DEVELOP/JOBS: Creative Assembly – “I enjoy every day here, going to work and being surrounded by remarkably creative people.”

This content was created in association with Creative Assembly as part of DEVELOP/JOBS.

Creative Assembly (CA) is a 34-year-old studio with a long history of award-winning games, spanning history, fantasy and sci-fi.

A thriving developer, CA is full of ambition, pushing boundaries within Total War and its new multiplayer sci-fi shooter IP which is currently in development.

Taking pride in its approach to authenticity, CA makes deep and detailed experiences that last. For the team, this means having the space, freedom and support to master their craft. CA has a collaborative, supportive, and creative culture.

CA wins awards for both its culture and people-centric approach with extensive initiatives for:

Health and wellbeing: including enhanced holiday allowance, maternity and paternity breaks, flexibility with core hours, no-notice holidays and ‘Focus Fridays’ which provide time for focusing on training.
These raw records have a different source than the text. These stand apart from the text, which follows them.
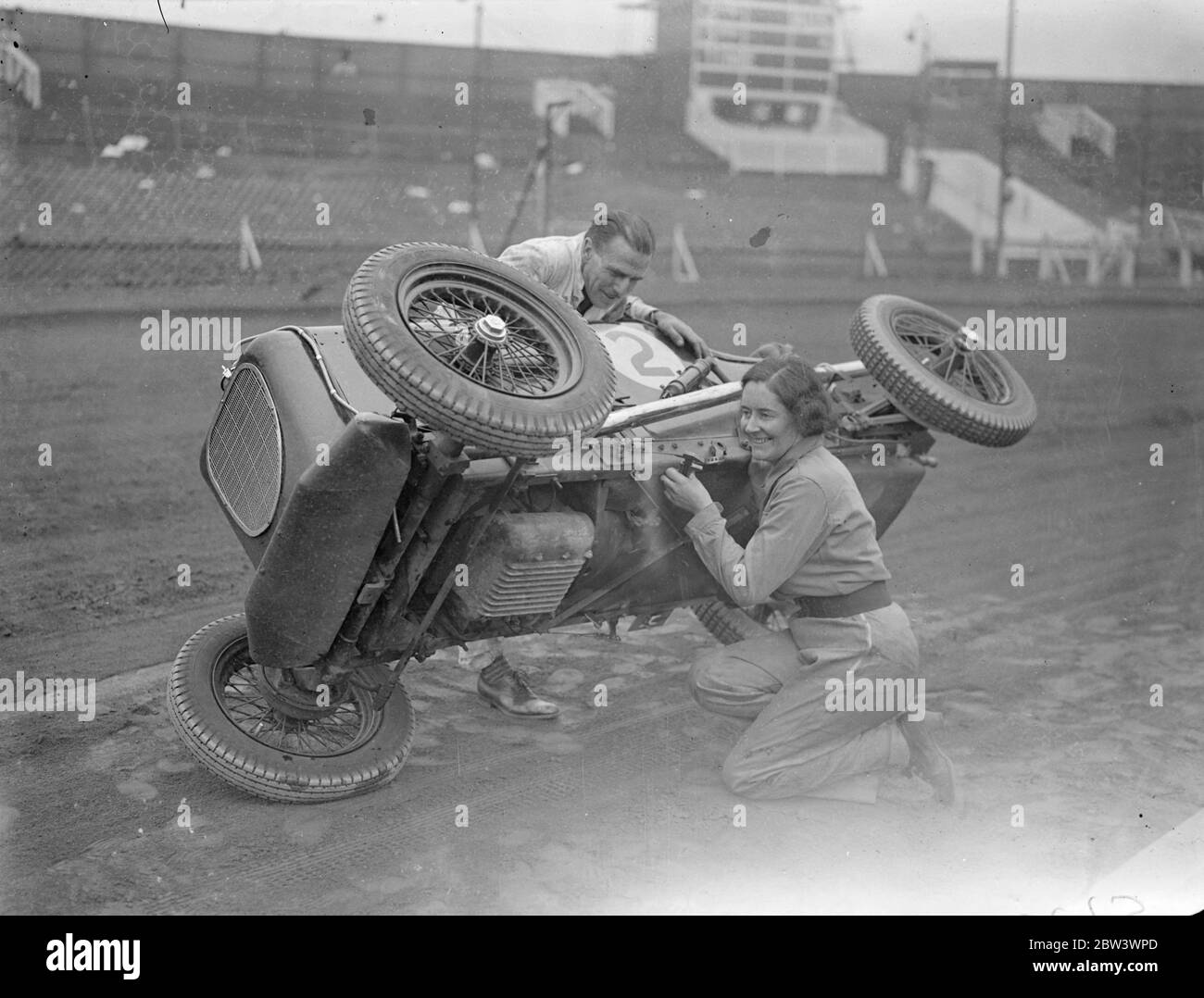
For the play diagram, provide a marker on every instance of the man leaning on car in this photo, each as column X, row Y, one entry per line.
column 594, row 271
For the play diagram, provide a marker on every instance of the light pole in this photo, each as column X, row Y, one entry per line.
column 1004, row 133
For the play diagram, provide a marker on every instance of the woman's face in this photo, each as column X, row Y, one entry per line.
column 765, row 421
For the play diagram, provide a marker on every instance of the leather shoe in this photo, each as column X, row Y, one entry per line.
column 930, row 761
column 507, row 690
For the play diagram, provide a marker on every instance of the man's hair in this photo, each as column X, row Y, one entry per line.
column 631, row 227
column 802, row 395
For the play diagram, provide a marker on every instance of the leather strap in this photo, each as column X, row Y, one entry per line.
column 871, row 597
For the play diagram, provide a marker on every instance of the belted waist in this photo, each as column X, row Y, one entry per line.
column 871, row 597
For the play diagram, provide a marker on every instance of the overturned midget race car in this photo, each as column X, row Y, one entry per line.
column 464, row 457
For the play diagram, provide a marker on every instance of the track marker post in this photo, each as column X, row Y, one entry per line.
column 873, row 265
column 248, row 253
column 684, row 269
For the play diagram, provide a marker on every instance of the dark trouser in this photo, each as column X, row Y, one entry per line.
column 796, row 744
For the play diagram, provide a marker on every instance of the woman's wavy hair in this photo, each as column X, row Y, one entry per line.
column 794, row 381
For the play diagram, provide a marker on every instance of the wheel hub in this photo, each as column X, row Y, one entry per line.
column 966, row 339
column 490, row 330
column 293, row 701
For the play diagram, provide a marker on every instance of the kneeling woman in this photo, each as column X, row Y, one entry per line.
column 814, row 545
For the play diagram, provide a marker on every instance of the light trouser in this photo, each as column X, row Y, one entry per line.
column 796, row 744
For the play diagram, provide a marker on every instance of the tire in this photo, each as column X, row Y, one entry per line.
column 932, row 375
column 410, row 317
column 729, row 625
column 212, row 680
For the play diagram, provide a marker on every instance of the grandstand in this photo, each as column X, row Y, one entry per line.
column 273, row 128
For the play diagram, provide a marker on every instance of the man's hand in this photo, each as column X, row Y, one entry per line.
column 686, row 493
column 679, row 333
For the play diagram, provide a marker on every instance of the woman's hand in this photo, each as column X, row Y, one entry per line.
column 689, row 493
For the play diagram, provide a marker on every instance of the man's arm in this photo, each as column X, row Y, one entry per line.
column 670, row 327
column 529, row 260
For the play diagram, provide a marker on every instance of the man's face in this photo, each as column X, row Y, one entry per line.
column 612, row 271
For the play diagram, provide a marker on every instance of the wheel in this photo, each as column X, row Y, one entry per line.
column 474, row 348
column 729, row 625
column 304, row 755
column 934, row 375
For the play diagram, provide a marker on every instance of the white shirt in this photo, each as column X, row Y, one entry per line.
column 555, row 261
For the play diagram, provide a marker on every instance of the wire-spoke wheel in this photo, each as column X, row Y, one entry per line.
column 937, row 375
column 474, row 348
column 256, row 730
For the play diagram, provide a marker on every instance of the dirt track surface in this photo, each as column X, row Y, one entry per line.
column 1046, row 688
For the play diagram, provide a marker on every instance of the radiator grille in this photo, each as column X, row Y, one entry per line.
column 529, row 588
column 244, row 452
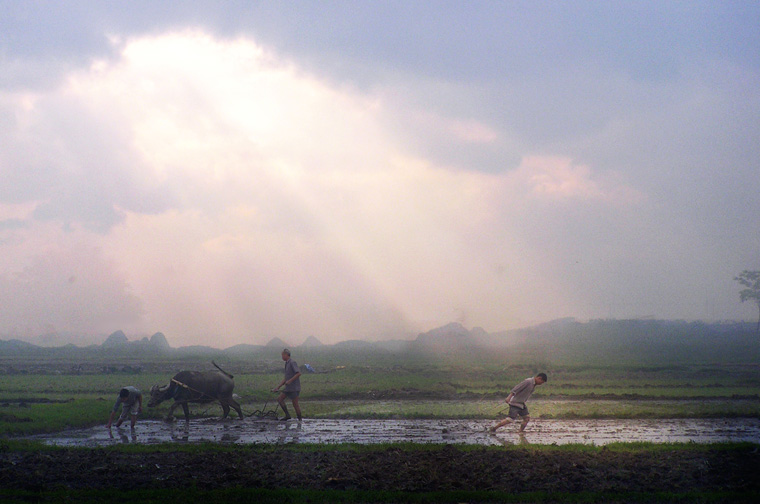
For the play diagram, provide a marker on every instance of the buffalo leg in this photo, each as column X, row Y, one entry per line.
column 236, row 407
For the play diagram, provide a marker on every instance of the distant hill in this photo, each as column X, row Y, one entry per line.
column 312, row 342
column 561, row 339
column 276, row 343
column 116, row 340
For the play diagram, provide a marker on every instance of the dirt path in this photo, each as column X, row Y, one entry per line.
column 702, row 468
column 597, row 432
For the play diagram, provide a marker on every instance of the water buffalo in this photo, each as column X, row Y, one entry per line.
column 197, row 387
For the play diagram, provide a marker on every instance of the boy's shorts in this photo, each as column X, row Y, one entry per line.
column 515, row 412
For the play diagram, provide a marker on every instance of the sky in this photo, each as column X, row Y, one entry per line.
column 231, row 172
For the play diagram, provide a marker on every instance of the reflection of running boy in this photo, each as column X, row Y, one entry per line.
column 516, row 400
column 130, row 399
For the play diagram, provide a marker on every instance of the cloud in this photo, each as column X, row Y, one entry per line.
column 222, row 192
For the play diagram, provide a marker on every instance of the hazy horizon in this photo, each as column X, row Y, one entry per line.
column 367, row 169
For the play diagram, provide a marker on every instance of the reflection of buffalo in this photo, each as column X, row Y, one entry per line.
column 197, row 387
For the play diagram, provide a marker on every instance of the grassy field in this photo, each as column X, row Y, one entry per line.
column 32, row 402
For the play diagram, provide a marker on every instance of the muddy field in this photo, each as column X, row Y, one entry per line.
column 318, row 431
column 702, row 468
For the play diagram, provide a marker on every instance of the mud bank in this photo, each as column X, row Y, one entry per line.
column 316, row 431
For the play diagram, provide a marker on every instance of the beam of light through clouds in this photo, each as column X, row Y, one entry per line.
column 223, row 189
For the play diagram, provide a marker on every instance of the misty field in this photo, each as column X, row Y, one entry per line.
column 34, row 400
column 48, row 396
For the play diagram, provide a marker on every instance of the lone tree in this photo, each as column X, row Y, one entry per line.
column 750, row 280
More flexible ways of working are in development, aimed at giving everyone the balance and space they need.

Diversity and inclusion: with engaged and evolving employee-led Network and Resource Groups.

Global games education: with its award-winning programme the Legacy Project, which supports 1000s of students each year. Everyone at CA can become an Ambassador for the industry, to mentor and guide others who are passionate about making games.

Location(s): West Sussex, UK and Sofia, Bulgaria

Team size: 850

Key projects and hiring areas: New multiplayer Sci-Fi FPS IP, Total War franchise

Recruitment contact: Emma Smith, Head of Talent,


I was originally attracted to Creative Assembly due to the passion, determination and drive of the Leadership teams in championing focused strategic direction – which is something I feel strongly about.

I’ve been here almost a year now and feel lucky to be working with a team who actively engages with their ambitions and who consistently achieve the things they set out to do.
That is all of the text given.